Con: are we ready to translate Alzheimer’s disease-modifying therapies to people with down syndrome?

Systematic diagnostic criteria for mild cognitive impairment or dementia in DS have not been clearly established [5]-[7]. Similarly, in DS, it is not entirely clear what clinical outcome measures might be most sensitive to prevention or treatment approaches as multiple studies nationally and internationally have used different clinical outcomes to detect developmental changes in DS along with treatment benefits. It is critical to identify outcome measures that can be used across clinical trials (along with a broad age range), and they will be substantially different from those used in sporadic AD clinical trials. Indeed, concerns have been raised in regard to the selection of the neuropsychological measures for sporadic AD clinical trials that may be not as sensitive to treatment outcomes as was initially thought [8].

Clinical trials in sporadic AD are relying more upon imaging and cerebrospinal fluid (CSF) approaches to both identify appropriate persons for inclusion in studies and to potentially monitor both treatment benefits and adverse effects [8]. There are several structural imaging studies in DS with age in the literature (reviewed in [9]) but fewer studies using amyloid positron emission tomography (PET) imaging ligands [10]. Given that the age of onset of clinical dementia in DS is over 50 years of age and can be variable (including some individuals who do not apparently develop dementia), further longitudinal PET studies would be critical to establish its use as a clinical outcome measure independent of cognitive measures.

The practical considerations of initiating a clinical trial for people with DS should be discussed. Identifying and recruiting DS adults can be a slow process, although the new DS-Connect registry [11] will significantly enhance this effort. Retention may also be challenging as various co-morbidities that develop with age in DS will need to be managed. An excellent example comes from a 2-year antioxidant trial in demented adults with DS in which clinical decline was influenced by the presence of seizures [12]. Although obtaining blood samples from persons with DS is not without challenges, this can often be readily accomplished. However, given the impact of DS physiology, intellectual disability, and associated anxiety over more invasive procedures, CSF samples are likely to be more difficult to acquire. Further, more invasive techniques are likely to produce added concerns for participants, family, and caregivers that would likely also lead to increased institutional review board concerns over consent (family and/or caregiver) versus assent by the participant. Similarly, our own experience suggests that imaging studies in DS are associated with additional challenges, including motion artifact, unwillingness to enter the scanner, and an inability to tolerate the prone position for great lengths of time [13].

Which intervention is appropriate?

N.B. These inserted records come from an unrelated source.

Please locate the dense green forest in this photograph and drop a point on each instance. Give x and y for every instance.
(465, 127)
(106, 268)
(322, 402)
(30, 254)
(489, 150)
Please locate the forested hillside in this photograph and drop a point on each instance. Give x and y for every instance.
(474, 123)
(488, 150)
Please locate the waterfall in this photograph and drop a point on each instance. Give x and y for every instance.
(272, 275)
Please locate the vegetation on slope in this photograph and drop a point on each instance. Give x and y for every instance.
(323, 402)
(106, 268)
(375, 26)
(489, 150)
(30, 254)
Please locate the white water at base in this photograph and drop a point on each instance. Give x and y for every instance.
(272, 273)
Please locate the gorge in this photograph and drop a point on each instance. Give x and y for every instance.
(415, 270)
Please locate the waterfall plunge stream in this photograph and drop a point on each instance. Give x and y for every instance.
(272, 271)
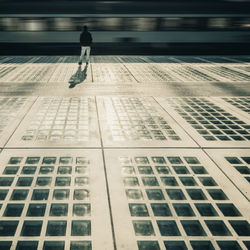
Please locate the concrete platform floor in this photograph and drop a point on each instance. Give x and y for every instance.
(129, 152)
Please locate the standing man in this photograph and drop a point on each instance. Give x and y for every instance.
(85, 41)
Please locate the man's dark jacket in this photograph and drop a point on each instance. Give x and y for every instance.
(85, 38)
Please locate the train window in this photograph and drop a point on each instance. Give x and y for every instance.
(63, 24)
(134, 24)
(30, 24)
(171, 24)
(145, 24)
(218, 23)
(245, 24)
(110, 24)
(10, 24)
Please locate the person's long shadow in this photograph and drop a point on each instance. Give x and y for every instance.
(78, 77)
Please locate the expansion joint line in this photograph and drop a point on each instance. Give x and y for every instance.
(106, 178)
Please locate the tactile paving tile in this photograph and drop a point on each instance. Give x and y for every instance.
(208, 122)
(33, 73)
(64, 72)
(12, 110)
(138, 121)
(189, 73)
(164, 199)
(18, 59)
(223, 73)
(150, 72)
(133, 59)
(238, 104)
(48, 59)
(245, 69)
(217, 59)
(236, 165)
(161, 59)
(108, 73)
(70, 59)
(105, 59)
(59, 122)
(188, 59)
(53, 199)
(5, 70)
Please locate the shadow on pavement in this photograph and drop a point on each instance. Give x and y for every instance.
(78, 77)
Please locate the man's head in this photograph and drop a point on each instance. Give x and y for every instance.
(85, 28)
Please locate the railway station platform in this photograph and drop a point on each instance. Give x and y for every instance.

One of the most consistent features of aging in DS is the progressive accumulation of Aβ in patients over the age of 30 years. Targeting the elimination or reduction of Aβ is a very reasonable goal for adults with DS as a prevention approach. Will preventing or slowing Aβ deposition in adults with DS prevent cognitive decline and dementia as they age? For this discussion, we will focus on Aβ-targeted therapies (many different prevention approaches that are vaccine-based or pharmacological could be considered) and challenges for clinical trials for adults with DS that are, we suggest, unique to this vulnerable cohort.

It is important to remember that chromosome 21 contains over 200 genes, affecting multiple protein pathways and domains that have not been fully explored in relation to aging and that could significantly, and possibly adversely, affect clinical trial outcomes. For example, neuroinflammation is a feature of the DS aging brain, but studies are still limited (reviewed in [14]). Interestingly, approximately a dozen genes on chromosome 21 are directly related to inflammation. This suggests a disruption in the inflammatory milieu in DS that could directly modulate responses to interventions that include immunotherapy or anti-inflammatories. Targeting APP overexpression by beta-secretase (beta-amyloid cleaving enzyme, or BACE) inhibitors, which are still considered a possible therapy and are currently in clinical trials in AD [15], is also promising. However, BACE1 has multiple neuronal substrates that can include several genes overexpressed in DS (for example, the neuroinflammatory gene IFNAR2), not to mention that BACE2 (a homologous protein) is on chromosome 21, which may complicate the interpretation of the outcomes.